Erasmus | Islam, Egypt and political theory

Échec mate

The fall of the Morsi regime vindicates one of the academic world's veteran Islam-watchers

By B.C.

ON the face of things, this week's events in Egypt have validated a theory about Islam and society that seemed contrarian when it was first floated. In 1992 a French analyst of the Muslim world, Olivier Roy, published a book entitled "L'échec de l'Islam politique"—translated into English three years later as "The Failure of Political Islam".

Back then, political Islam—the idea that Islam could provide a platform for taking and exercising power in modern times—seemed to be doing quite well. The Islamic masters of Iran, having withstood a long war with Iraq, were looking for new places to extend their influence, including the former Soviet republics to their north. In Algeria, an Islamist party had won a clear electoral majority, triggering a military intervention and then a civil war whose outcome was anybody's guess. It seemed clear that wherever secular despots were willing to relax their grip, Islamist parties would step into the void.

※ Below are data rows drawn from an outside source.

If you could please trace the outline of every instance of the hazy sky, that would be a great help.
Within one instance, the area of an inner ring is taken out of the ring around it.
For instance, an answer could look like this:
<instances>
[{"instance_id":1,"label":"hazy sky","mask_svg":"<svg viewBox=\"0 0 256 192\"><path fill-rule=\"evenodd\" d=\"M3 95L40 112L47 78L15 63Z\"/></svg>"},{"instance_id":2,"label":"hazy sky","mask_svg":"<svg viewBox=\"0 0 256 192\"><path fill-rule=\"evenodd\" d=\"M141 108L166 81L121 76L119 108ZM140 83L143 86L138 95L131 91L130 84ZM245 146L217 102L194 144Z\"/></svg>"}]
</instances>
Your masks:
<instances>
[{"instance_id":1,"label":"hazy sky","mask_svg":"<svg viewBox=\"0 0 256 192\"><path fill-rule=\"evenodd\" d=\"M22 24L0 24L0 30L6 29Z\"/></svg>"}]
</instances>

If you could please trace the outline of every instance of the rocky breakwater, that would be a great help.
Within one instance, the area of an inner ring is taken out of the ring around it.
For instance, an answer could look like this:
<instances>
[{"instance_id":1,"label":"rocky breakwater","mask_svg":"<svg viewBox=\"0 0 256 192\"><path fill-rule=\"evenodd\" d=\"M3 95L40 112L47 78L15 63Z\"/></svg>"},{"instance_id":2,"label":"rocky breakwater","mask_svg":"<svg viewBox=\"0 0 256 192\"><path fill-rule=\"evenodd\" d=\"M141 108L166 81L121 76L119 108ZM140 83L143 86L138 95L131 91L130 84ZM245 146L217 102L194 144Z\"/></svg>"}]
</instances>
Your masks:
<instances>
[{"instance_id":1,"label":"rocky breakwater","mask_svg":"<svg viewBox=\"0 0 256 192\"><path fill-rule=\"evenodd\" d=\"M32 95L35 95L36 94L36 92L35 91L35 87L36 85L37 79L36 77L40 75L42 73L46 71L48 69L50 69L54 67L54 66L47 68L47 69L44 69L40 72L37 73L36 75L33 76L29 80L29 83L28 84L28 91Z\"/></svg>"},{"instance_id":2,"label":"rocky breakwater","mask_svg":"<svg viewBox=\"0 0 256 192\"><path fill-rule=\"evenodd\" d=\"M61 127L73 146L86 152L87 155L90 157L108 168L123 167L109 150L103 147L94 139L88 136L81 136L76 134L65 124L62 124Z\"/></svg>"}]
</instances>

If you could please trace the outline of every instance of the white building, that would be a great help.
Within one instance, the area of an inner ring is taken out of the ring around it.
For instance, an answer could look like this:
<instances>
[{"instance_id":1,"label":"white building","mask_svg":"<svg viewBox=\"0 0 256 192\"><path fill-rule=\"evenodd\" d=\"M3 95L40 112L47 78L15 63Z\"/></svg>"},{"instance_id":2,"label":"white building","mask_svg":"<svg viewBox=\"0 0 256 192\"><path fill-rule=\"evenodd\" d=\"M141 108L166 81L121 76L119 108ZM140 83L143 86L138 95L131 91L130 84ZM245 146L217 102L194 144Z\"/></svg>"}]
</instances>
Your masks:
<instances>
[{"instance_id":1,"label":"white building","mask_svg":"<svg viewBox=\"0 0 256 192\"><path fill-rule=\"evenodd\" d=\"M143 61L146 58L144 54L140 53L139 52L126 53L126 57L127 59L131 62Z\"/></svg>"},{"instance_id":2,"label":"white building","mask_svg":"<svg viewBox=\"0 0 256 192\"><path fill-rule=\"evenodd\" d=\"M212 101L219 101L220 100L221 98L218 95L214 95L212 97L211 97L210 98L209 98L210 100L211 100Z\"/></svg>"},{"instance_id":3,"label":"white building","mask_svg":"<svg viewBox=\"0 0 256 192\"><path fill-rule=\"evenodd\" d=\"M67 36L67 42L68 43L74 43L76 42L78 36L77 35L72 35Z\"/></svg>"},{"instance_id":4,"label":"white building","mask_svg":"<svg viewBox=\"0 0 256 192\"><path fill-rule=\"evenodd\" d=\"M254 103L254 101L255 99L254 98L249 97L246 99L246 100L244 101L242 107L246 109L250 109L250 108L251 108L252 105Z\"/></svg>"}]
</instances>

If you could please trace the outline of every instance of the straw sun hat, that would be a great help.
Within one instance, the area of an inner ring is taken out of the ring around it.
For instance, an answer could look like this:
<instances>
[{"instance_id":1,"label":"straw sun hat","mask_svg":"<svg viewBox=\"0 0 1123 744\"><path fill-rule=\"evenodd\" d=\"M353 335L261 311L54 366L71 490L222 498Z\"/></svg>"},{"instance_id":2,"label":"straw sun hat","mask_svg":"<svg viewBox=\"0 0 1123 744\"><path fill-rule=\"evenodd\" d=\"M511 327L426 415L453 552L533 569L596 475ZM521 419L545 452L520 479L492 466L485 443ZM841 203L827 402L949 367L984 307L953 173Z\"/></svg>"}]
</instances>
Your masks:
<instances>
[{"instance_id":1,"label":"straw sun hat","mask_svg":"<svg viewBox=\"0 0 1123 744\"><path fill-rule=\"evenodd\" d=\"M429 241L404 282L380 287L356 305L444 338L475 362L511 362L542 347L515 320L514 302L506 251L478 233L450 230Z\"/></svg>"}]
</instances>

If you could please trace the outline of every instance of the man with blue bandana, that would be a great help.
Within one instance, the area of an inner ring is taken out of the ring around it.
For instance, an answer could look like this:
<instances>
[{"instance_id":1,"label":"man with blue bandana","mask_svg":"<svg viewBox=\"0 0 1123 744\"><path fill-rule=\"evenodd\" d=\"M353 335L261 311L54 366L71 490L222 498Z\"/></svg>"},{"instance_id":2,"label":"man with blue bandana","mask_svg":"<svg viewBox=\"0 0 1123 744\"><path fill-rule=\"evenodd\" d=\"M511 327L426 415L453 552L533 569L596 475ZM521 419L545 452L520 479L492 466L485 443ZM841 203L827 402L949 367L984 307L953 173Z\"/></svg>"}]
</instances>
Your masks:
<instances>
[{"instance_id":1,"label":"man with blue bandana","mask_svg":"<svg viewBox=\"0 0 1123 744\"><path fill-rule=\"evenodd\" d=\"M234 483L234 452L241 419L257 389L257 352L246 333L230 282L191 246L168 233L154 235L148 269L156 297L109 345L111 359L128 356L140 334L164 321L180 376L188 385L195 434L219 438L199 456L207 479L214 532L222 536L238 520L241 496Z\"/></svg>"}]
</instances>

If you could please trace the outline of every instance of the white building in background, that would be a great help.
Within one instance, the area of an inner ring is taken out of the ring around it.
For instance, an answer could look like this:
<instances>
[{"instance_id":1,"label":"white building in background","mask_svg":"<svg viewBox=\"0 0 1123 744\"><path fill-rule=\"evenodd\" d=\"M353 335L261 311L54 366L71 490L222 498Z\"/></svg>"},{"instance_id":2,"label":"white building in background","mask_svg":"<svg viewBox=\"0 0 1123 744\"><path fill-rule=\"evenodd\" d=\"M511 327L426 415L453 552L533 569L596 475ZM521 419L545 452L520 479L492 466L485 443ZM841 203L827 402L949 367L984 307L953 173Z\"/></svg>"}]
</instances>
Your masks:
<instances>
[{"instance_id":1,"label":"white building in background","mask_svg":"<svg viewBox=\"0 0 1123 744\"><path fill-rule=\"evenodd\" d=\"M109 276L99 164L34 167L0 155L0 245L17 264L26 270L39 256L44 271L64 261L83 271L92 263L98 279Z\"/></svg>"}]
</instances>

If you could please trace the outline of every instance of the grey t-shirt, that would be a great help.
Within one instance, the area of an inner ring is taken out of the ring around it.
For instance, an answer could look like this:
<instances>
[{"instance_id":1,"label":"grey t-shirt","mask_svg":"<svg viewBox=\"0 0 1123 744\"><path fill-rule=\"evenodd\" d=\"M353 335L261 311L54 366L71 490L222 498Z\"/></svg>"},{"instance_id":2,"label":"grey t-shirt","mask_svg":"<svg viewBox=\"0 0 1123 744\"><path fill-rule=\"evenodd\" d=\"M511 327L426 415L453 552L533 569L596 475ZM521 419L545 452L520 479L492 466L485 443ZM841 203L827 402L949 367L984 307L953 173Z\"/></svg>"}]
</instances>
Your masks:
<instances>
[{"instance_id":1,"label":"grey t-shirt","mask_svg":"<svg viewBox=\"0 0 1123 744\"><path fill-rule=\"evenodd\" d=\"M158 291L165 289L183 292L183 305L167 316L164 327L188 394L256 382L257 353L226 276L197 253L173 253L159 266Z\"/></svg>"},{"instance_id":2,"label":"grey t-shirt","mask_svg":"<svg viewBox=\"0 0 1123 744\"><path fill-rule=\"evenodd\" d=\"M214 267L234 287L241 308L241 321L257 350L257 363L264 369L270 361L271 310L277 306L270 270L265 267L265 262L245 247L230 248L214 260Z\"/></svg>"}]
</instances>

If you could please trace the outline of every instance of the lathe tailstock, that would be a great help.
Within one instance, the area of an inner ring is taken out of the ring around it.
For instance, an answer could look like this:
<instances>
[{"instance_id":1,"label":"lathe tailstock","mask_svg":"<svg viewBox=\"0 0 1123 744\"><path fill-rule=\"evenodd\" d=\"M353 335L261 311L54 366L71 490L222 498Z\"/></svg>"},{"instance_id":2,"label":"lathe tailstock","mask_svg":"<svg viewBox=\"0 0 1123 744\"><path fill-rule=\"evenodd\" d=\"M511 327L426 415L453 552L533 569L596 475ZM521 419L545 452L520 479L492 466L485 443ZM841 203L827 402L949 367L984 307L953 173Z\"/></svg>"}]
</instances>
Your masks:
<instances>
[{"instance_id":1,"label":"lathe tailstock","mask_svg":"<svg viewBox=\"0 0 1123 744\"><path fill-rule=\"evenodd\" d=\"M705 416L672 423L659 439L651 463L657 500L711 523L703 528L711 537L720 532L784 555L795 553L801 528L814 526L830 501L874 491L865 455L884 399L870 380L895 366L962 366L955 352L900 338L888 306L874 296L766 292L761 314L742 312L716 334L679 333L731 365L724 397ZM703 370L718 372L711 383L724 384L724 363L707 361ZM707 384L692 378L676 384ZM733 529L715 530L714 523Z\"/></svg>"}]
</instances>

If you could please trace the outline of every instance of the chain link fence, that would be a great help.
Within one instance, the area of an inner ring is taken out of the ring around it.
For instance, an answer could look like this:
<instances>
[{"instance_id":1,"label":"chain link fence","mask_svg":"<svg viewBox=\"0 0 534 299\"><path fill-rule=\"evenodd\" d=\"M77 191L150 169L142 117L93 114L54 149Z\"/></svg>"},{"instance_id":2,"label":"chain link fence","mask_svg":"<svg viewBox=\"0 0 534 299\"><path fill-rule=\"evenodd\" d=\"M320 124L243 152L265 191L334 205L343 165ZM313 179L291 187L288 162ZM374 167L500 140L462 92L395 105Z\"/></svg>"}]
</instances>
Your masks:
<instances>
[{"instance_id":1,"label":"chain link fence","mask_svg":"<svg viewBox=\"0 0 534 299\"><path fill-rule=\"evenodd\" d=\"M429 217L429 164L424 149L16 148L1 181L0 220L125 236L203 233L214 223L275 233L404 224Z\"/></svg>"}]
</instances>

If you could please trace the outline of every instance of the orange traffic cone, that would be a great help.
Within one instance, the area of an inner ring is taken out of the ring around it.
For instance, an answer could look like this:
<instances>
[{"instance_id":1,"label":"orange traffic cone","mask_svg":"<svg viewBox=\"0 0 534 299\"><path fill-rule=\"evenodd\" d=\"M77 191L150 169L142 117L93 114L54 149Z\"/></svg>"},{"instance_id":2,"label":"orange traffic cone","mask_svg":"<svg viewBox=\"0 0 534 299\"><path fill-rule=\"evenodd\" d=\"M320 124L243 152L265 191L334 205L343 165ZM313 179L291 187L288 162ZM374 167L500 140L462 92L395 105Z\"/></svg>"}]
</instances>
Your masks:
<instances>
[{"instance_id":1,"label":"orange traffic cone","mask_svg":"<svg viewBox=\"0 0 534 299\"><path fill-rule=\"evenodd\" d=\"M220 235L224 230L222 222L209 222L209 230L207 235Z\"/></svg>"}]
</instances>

But none of those things disproved the thesis of Mr Roy, who is now a professor at the European University Institute. One of his simplest but most compelling points was that for all its power as a mobilising slogan, Islam just does not provide the answers to the problems of governing a modern state. Quite recently the resurgence of the Muslim Brotherhood in the wake of the Arab spring seemed, once again, to challenge Mr Roy's analysis. But as of this week, he could be forgiven for saying: "I told you so."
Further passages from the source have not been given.